Assume you purchased a fund for $10,000 on January 1 and it declined to $5,000 on March 1 of the same year. If you decide to "harvest" the loss, it will be characterized as a short-term loss since the fund was held for less than one year. Assuming a 35 percent ordinary federal income tax, your tax savings would be $1,750. You will have reduced your economic loss to $3,250.
Tax-loss harvesting is not simple. Initially, it involves determining whether the loss is substantial enough to harvest. You also need to assess the problem of exiting the market and missing out on potentially large gains. You can avoid this problem by complying with the "wash-sale" rule, which permits you to sell a stock or mutual fund and buy a replacement stock or fund, as long as the replacement is not considered "substantially identical" in nature.
2. Invest in retirement accounts. Take advantage of a 401(k) or 403(b) plan offered by your employer. The funds you invest in these plans are pretax. You will defer taxes until you start receiving distributions. Don't forget to contribute on your own to a traditional individual retirement account or (if you qualify) to a Roth IRA. With a Roth, you will be contributing with after-tax funds, but your withdrawals will be tax-free.
3. Allocate your investments. The way you allocate funds between your taxable and nontaxable accounts can have a meaningful impact on your after-tax returns. Funds that pay out meaningful taxable distributions of dividends and capital gains should typically be placed in a tax-deferred account. Taxable bond funds should also be placed in a tax-deferred account. This will permit you to reinvest distributions and avoid recognizing those distributions as ordinary income.
Real estate investment trusts and most alternative investments should generally be held in tax-deferred accounts to defer taxes on distributions.
Active trading of your investments is generally a bad idea because it runs up transaction costs, which reduces returns. However, if you must actively trade, put those investments in a tax-deferred account so you can buy and sell without tax consequences.
Individual stocks that you intend to keep for a long time should be placed in an after-tax account. Index funds and stock index exchange-traded funds are also good candidates for your after-tax account.
When deciding how to allocate investments between your taxable and nontaxable accounts, taxes should not be your sole consideration. Investments in tax-deferred accounts have restrictions on withdrawals. You may incur a penalty if you withdraw these funds earlier than permitted. You want to be sure you have enough funds in your taxable account so you can meet your needs, without accessing your retirement accounts.

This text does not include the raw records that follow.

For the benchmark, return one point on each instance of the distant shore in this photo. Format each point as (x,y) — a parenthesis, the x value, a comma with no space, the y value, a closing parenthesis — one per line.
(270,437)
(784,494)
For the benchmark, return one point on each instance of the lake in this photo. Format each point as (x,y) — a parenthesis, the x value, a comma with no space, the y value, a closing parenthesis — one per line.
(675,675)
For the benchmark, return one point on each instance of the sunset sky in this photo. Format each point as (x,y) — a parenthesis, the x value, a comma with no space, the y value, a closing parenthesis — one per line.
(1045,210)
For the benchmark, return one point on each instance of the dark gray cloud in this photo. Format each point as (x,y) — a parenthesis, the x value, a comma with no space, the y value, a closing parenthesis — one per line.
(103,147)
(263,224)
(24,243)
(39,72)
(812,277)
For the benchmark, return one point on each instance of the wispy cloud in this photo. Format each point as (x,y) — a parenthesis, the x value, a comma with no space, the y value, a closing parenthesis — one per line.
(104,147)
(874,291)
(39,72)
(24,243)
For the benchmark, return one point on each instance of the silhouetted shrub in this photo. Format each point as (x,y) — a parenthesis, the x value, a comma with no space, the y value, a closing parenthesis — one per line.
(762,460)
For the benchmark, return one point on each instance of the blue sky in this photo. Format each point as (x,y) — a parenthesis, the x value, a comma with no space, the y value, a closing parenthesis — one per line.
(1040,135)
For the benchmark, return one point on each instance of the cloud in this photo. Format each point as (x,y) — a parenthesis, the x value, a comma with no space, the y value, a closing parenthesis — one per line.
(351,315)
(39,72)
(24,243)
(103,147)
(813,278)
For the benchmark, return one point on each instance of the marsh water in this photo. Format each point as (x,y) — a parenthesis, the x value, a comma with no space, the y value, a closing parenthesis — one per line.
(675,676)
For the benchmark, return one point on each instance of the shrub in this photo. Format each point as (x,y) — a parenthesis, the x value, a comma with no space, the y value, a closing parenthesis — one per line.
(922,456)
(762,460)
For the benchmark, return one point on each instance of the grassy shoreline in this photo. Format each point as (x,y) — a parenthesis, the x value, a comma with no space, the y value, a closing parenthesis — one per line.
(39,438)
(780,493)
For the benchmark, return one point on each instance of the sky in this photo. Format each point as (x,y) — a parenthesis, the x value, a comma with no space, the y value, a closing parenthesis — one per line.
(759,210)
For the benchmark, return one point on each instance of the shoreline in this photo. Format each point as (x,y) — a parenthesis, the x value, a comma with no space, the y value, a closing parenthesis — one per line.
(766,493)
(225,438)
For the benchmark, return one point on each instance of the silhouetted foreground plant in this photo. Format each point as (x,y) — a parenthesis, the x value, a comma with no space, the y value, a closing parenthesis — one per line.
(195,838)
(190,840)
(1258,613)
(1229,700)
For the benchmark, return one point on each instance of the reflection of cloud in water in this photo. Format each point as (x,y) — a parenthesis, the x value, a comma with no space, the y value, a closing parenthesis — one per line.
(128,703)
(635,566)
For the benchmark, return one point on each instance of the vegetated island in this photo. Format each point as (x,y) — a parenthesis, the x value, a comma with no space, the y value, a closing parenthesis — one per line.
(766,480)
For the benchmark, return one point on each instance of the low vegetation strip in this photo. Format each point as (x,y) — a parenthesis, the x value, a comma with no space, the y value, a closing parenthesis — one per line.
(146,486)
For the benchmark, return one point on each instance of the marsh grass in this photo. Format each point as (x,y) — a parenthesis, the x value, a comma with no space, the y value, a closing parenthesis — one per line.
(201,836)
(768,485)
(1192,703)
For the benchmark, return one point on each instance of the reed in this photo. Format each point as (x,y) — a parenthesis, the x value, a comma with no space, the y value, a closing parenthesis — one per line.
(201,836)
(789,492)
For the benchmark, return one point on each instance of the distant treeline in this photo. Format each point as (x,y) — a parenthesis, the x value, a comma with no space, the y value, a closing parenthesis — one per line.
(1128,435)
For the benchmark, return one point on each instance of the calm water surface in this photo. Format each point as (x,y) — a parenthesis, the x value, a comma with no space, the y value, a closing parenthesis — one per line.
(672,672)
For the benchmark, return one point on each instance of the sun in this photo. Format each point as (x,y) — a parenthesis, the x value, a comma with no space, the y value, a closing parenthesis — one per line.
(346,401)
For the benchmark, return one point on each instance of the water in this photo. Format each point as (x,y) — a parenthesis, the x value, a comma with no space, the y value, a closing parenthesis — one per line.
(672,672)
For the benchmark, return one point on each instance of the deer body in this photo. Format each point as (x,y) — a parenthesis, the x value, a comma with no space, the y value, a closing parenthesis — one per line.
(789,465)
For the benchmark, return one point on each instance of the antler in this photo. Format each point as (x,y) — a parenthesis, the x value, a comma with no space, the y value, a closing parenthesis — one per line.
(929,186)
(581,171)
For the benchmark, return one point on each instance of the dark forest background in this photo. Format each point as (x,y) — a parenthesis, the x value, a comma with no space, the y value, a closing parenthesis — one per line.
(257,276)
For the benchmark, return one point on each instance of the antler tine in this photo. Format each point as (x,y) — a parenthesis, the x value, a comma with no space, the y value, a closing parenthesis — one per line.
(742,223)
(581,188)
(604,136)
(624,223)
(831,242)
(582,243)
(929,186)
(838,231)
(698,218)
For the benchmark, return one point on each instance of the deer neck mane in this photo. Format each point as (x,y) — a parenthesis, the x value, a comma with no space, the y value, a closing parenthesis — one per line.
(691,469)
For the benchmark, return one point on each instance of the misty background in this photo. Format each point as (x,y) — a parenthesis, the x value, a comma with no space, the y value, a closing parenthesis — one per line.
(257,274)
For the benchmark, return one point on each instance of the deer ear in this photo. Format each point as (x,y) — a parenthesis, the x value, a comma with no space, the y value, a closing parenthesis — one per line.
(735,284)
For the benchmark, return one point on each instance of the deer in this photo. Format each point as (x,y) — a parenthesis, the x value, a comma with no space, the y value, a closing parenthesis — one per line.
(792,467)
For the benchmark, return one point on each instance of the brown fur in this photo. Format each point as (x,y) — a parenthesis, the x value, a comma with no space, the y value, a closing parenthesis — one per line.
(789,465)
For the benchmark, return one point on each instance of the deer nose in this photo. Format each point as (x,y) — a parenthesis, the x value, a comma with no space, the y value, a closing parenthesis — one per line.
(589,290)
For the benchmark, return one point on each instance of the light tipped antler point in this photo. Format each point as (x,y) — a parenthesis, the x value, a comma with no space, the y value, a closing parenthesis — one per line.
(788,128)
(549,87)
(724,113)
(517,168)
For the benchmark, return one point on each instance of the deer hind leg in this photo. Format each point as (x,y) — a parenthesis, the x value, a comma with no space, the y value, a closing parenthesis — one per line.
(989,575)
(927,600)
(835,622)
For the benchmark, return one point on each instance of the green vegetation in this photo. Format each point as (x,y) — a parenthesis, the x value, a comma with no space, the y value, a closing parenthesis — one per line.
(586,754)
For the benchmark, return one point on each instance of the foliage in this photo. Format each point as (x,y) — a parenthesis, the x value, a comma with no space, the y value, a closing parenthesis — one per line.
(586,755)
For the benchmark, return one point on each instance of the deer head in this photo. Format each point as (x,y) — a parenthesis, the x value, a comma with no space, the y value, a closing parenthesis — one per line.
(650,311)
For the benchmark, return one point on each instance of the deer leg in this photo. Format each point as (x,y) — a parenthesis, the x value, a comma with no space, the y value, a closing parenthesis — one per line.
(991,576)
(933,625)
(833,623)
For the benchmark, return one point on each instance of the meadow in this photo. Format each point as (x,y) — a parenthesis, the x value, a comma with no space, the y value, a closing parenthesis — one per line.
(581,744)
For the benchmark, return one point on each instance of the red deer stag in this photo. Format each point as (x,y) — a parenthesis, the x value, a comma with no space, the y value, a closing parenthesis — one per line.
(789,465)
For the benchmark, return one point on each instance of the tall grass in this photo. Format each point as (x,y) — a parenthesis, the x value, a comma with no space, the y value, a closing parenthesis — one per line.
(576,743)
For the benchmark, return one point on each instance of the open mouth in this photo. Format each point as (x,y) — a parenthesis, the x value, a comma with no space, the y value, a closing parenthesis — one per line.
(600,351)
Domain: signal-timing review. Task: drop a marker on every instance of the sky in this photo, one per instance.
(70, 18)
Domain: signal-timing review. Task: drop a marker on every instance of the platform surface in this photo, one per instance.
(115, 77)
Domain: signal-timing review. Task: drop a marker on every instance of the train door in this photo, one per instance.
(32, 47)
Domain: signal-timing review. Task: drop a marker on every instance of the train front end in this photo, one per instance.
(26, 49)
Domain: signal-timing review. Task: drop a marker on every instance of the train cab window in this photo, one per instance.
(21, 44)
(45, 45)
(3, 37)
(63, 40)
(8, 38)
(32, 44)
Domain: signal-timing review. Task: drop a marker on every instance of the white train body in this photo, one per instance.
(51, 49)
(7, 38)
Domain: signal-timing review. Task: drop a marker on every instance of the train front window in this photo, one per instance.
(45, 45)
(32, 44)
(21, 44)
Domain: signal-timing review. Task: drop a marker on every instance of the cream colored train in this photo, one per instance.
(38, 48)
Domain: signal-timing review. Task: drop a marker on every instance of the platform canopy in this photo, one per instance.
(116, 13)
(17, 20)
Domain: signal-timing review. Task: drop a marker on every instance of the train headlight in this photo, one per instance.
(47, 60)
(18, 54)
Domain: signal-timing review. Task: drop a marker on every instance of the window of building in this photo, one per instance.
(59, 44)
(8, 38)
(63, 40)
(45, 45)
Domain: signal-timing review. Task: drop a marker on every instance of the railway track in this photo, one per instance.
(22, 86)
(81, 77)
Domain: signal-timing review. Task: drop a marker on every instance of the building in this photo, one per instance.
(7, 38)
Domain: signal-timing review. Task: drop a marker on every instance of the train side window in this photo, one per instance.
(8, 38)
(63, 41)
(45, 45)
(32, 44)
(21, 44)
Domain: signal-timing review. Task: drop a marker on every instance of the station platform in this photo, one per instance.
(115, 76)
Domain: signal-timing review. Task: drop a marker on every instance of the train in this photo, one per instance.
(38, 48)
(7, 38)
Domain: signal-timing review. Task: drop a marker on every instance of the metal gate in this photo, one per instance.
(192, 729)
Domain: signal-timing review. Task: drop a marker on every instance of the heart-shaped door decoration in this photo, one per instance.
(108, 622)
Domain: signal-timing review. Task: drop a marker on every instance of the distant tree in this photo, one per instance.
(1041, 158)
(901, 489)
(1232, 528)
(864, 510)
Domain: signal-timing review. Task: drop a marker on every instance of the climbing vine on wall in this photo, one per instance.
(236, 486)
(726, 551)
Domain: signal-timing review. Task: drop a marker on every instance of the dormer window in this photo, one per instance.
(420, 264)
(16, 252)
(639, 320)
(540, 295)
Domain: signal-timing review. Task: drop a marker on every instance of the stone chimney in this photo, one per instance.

4. Buy index funds. As a general rule, index funds (where the fund manager seeks to replicate the returns of the designated index and there are less transaction costs) that track a broad index (like the Standard & Poor's 500 index) and comparable ETFs are very tax-efficient. Most actively managed funds (where the fund manager attempts to beat the returns of the designated benchmark) trade more than index funds, incurring higher taxes. They are less tax-efficient.
The same Vanguard study calculated the tax costs of actively managed funds and index funds. The study measured the tax cost for 15 years ended Dec. 31, 2007. It found the median tax cost of domestic actively managed funds was higher, by 0.83 percent annually, than the tax cost for index funds.
This significant difference in tax costs is a major reason why the same study found that "indexing has historically provided higher after-tax returns than have actively managed mutual funds.”